Evaluation of color vision is often performed with pseudo isochromatic colour plates. (Insert the picture) Each eye is tested separately. Patients are instructed to look at a book of these plates, which display patterns of colored and grey dots .Patients with normal colour vision can easily detect numbers and figures composed of and embedded in, the multicolored dots. Patients with colour vision deficits cannot distinguish the numbers and the figures. Various combinations of colors are used to identify the nature of the colour vision deficit. The 15-hue test, or Farnsworth-Munsell 100 hue test, provides a more precise determination of colour vision deficits. The test consists of 15 pastel-colored chips of similar brightness but subtly different hues, which the patient must arrange in a related colour sequence. The sequence is obvious to patients with normal vision, but patients with colour deficiencies make characteristic errors in arranging the chips.
Attitude
- Explain to the patient what you are going to do and how they can co-operate for the visual acuity test
- In cases, like injury / infection / redness / corneal ulcer, check the patient carefully and try to send them as early as possible, to the doctor
- Special attention should be given to children and patient with mental depression, while assessing visual acuity
- Listen carefully to the patient while they speak out their health problems and treat them with patience and compassion in case they do not cooperate
Summary
In this unit the OA has learned the different types of charts used to test the visual acuity of all age groups. It is given in detail the procedure to be followed and how the readings or findings are to be recorded.
Key points to remember
- Wash your hands thoroughly after testing any infected patient
- Occluder is a hand held paddle used to cover one eye during a test
- Visual acuity test should be performed with a bright illuminated chart
- Pinhole paddle; a hand-held paddle with small viewing holes, used to determine whether spectacle lenses are likely to improve vision.

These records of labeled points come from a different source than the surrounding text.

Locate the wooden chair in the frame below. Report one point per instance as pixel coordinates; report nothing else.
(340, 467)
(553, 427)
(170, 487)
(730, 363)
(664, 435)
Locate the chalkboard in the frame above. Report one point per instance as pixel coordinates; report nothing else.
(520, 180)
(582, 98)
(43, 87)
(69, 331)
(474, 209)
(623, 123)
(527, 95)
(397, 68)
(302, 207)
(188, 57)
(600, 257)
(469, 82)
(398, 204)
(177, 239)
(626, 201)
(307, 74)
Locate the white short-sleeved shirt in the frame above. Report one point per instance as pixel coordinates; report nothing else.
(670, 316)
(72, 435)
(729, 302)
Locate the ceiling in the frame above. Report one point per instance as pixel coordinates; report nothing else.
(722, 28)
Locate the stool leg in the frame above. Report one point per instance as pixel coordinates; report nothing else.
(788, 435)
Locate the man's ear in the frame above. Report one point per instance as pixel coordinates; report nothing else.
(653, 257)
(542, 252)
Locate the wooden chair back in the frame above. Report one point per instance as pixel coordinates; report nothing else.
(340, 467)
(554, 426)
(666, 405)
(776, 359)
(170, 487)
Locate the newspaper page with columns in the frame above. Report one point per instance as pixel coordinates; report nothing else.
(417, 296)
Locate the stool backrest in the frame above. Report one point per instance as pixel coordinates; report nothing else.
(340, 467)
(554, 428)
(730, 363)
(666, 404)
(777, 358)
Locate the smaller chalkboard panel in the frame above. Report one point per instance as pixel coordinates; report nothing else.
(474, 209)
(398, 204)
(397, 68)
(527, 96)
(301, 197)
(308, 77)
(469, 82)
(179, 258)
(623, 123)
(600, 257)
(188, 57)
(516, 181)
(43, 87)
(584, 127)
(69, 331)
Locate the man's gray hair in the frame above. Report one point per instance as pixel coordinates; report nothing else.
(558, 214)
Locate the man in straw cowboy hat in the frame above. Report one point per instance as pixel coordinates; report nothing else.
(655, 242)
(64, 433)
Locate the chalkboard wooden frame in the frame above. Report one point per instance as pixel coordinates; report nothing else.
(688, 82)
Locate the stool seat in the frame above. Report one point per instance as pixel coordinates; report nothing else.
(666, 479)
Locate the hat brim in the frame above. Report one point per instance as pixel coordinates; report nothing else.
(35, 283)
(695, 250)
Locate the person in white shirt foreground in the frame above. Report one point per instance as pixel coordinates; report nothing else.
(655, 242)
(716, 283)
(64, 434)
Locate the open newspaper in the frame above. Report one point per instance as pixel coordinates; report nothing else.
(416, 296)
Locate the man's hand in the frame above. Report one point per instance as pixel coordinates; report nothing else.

- Projector; required if a projected image of the test chart is to be used.
- Mirror; required to obtain the correct optical distance between the patient and the chart when the physical distance is too short.
- Snellen’s chart is for those who know the alphabet or numbers.
- The tumbling E chart is for the illiterate patients
- Charts with silhouetted pictures to identify - Allen chart
- Letter matching tests (20 to 10 feet) – the children need not know the letter but they need only to match whatever letter you point to.
- Teller acuity cards - with vertical black and white stripes (gratings) to test the visual acuity of infants and preverbal toddlers (the examiner watches for a shift in gaze through a pinhole in the card)
Common abbreviations for visual acuity measurement
V,VA | - Visual acuity | |
OD | - Oculus dexter (right eye) | |
OS | - Oculus sinister (left eye) | |
CC | - Cum correction, with correction (eye glasses or contact lenses | |
SC | - Sine correction, without correction (eye glasses or contact lenses) | |
Ph | - Pinhole | |
HM | - Hand motion | |
PR | - Projection of rays | |
PL | - Perception of light | |
FCF | - Finger counting close to face | |
NOLP | - No light perception |
Student exercise
Answer the following
- What is visual acuity?
- What is the principle of the Snellen’s chart?
- List the types of distance acuity charts?
- List the various charts used for paediatric vision assessment?
- Define color vision?
- List the types of test done to detect defects in color vision?